What's the simplest (i.e least complex) possible LDAP operation
I have implemented a pool for LDAP connections using Apache commons-pool. I cannot use the pooling feature provided by JNDI (http://download.oracle.com/javase/jndi/tutorial/ldap/connect/pool.html) because I use SSL connection (with a custom (Oracle-provided) socket factory (java.naming.ldap.factory.socket
env value set) which disqualifies the context from JNDI pooling) to an LDAP server and thus pooling facility inside JNDI is disabled automatically, even if the according pooling property is set.
Now it comes to the point where a pooled instance of InitialDirContext
is returned to the pool and needs to be checked for whether it is still usable and has not been closed by the user or has lost the connection to the LDAP server due to other causes.
This is where I currently look up the DN of a specific user known to exist:
final InitialDirContext ctx = internalPooledLDAPConnection.getCtx();
final Subscriber sub = internalPooledLDAPConnection.getSub();
SearchControls ctls = new SearchControls();
ctls.setSearchScope(2);
ctls.setReturningAttributes(new String[] { "dn"});
NamingEnumeration resultSet = ctx.search(sub.getUserSearchBase()[0], "(&(objectclass=*)(uid=orcladmin))", ctls);
In case this operation does not throw any exception, then the InitialDirContext
inside my internal pooled Ldap connection is still usable and may be safely given out of the pool for re-usage.
However I wonder whether this is the 'cheapest' connection sanity check that can be performed here or whether there exists a much cheaper LDAP operation whi开发者_高级运维ch I could use instead.

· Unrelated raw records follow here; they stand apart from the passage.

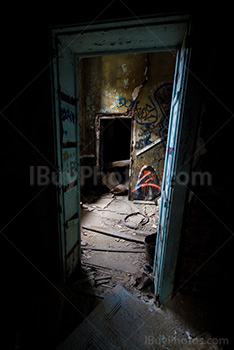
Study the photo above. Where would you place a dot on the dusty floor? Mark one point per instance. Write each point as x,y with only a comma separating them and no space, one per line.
130,269
184,317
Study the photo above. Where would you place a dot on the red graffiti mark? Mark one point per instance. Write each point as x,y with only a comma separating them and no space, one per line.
147,180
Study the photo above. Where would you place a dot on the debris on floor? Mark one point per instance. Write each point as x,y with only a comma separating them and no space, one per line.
122,321
114,243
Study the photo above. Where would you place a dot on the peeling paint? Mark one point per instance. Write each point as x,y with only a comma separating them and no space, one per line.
123,66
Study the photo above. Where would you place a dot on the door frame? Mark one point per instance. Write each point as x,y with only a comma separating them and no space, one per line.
149,34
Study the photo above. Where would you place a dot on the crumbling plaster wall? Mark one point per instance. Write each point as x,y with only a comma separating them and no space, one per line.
138,85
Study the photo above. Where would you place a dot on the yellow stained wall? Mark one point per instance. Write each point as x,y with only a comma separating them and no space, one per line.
109,85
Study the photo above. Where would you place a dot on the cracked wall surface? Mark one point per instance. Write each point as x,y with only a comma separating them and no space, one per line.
136,85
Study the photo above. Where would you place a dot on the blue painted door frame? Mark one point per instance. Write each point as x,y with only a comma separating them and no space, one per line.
69,43
168,233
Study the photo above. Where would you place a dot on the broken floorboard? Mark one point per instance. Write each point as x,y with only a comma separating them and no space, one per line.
114,250
113,234
123,322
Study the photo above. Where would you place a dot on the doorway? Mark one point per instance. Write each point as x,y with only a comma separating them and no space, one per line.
124,108
114,153
131,95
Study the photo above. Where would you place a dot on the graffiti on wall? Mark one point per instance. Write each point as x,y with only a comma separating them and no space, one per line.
144,139
146,115
147,186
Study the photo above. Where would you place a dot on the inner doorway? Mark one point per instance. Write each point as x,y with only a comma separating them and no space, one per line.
114,153
124,107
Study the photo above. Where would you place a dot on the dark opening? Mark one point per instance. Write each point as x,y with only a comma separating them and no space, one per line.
115,139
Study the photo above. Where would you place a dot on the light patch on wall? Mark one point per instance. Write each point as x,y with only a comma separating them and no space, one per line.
126,82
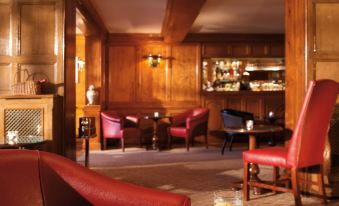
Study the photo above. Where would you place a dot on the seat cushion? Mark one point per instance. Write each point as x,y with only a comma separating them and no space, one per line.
178,132
275,156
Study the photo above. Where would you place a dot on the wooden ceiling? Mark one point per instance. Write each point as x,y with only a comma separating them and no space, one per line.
174,19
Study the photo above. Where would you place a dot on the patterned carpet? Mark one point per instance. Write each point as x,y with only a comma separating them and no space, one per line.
197,173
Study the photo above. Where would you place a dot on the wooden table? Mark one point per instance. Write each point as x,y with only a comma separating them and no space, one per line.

An LDAP compare operation would probably be more efficient than a search because there's only a single response (with a search that matches an entry, you're going to have two responses -- one for the entry and a second to indicate the end of the search results).

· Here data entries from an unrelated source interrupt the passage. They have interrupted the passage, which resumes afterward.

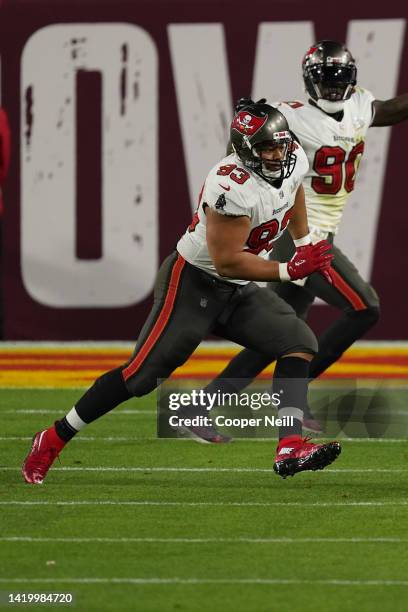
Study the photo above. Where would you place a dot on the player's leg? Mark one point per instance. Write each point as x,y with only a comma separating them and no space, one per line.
355,298
246,366
264,323
176,325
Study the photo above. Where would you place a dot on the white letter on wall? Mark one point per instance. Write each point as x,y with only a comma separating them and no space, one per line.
126,59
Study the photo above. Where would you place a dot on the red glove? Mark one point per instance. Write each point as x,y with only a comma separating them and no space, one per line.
307,259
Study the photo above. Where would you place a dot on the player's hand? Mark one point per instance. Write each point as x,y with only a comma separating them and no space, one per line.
307,259
243,102
327,274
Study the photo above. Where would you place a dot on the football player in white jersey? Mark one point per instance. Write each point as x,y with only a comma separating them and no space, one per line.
248,200
331,127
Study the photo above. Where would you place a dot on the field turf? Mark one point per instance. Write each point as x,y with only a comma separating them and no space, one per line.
130,522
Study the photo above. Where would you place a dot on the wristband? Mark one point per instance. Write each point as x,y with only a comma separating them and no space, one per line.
302,241
283,272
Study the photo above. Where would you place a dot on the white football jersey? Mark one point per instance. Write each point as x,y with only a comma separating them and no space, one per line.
232,189
334,150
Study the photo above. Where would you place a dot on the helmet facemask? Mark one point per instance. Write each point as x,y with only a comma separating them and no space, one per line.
330,74
274,169
258,127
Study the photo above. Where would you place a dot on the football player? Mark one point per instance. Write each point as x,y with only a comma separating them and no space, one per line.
247,201
331,127
5,147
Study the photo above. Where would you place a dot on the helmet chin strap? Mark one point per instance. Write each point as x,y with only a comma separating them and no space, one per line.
330,107
271,173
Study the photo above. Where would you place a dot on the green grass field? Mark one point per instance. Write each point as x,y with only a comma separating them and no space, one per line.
130,522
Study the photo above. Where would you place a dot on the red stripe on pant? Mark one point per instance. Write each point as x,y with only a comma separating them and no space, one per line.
161,321
345,289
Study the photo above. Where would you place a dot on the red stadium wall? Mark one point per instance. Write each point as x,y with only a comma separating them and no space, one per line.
118,110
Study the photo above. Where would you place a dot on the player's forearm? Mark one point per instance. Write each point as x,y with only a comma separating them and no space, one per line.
246,266
299,228
389,112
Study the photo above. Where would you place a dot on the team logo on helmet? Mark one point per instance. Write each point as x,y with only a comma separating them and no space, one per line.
248,124
309,53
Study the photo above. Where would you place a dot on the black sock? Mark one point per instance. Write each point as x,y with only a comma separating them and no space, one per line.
64,430
107,392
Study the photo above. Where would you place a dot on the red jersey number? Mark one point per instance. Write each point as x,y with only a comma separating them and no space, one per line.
330,162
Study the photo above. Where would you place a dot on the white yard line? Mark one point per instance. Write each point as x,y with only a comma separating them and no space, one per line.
279,540
141,439
231,470
195,581
202,504
41,411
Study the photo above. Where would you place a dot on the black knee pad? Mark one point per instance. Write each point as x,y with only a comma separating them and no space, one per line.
290,381
291,367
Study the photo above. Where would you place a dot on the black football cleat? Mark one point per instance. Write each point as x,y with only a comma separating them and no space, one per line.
296,454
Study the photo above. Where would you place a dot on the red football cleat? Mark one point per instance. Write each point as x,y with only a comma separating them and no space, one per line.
44,450
297,454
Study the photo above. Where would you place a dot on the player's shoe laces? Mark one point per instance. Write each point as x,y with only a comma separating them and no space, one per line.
310,423
45,449
297,454
204,431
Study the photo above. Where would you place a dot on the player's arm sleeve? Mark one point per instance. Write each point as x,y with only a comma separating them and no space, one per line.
365,101
390,112
5,145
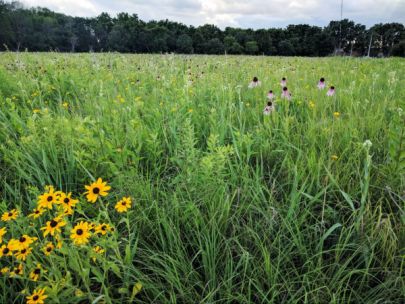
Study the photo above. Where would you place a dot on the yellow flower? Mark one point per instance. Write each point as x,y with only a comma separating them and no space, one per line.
48,248
23,242
96,189
36,272
37,297
102,229
123,205
3,231
5,250
80,233
19,270
47,199
37,212
53,226
9,215
23,253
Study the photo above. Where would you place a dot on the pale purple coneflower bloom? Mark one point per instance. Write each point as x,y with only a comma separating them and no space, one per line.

However, you might also want to consider alternatives to JNDI, as provides a notoriously bad API for LDAP. There are other Java libraries for performing LDAP communication that are vastly better than JNDI. In particular, the UnboundID LDAP SDK for Java (for which I am a developer) provides a feature-rich, easy-to-use, high-performance API for LDAP communication. It has rich connection pooling capabilities, including health checking, failover, and load balancing. See https://docs.ldap.com/ldap-sdk/docs/advantages/comparison.html for a comparison of the capabilities offered by the UnboundID LDAP SDK with JNDI and the Netscape Directory SDK for Java.
LDAP bind is about as simple as you can get. This is the reconnect() method in JNDI.
However there must be reservations about what you are doing. If pooling is disabled via SSL there must be security reasons for it, so you need to do your own security analysis when designing your own pooling.
I had a similar problem (I rolled my own pool). My approach was to expect any pooled connection to be dead. I let my pool do any query twice: 1st time it might fail, so reconnect and try again, but failures from the 2nd attempt are real, and propagate up.
To summarize, instead of using a specific ping query, I let the application's own queries act as potential pings.
As far as cheapest query, this is probably pretty cheap! You might not even need to bind for this one - I can't remember.
// The rootDSE attributes, Microsoft Active Directory
Attributes attrs = ldapContext.getAttributes("");
String ldapRootDN = (String) attrs.get("rootDomainNamingContext").get(0);
We use a check for the control 0.0.0.0.0 which of course never could exist to test if the connection is active. As I recall this is how the OpenLDAP (jldap) call does the check. As the rootDSE for controls it typically, allowed for anonymous, this will check if the connection is good, but not to check the bind status.
Why not send an invalid search for an unknown or garbage attribute. The entire point is simply to ping and not the actual process.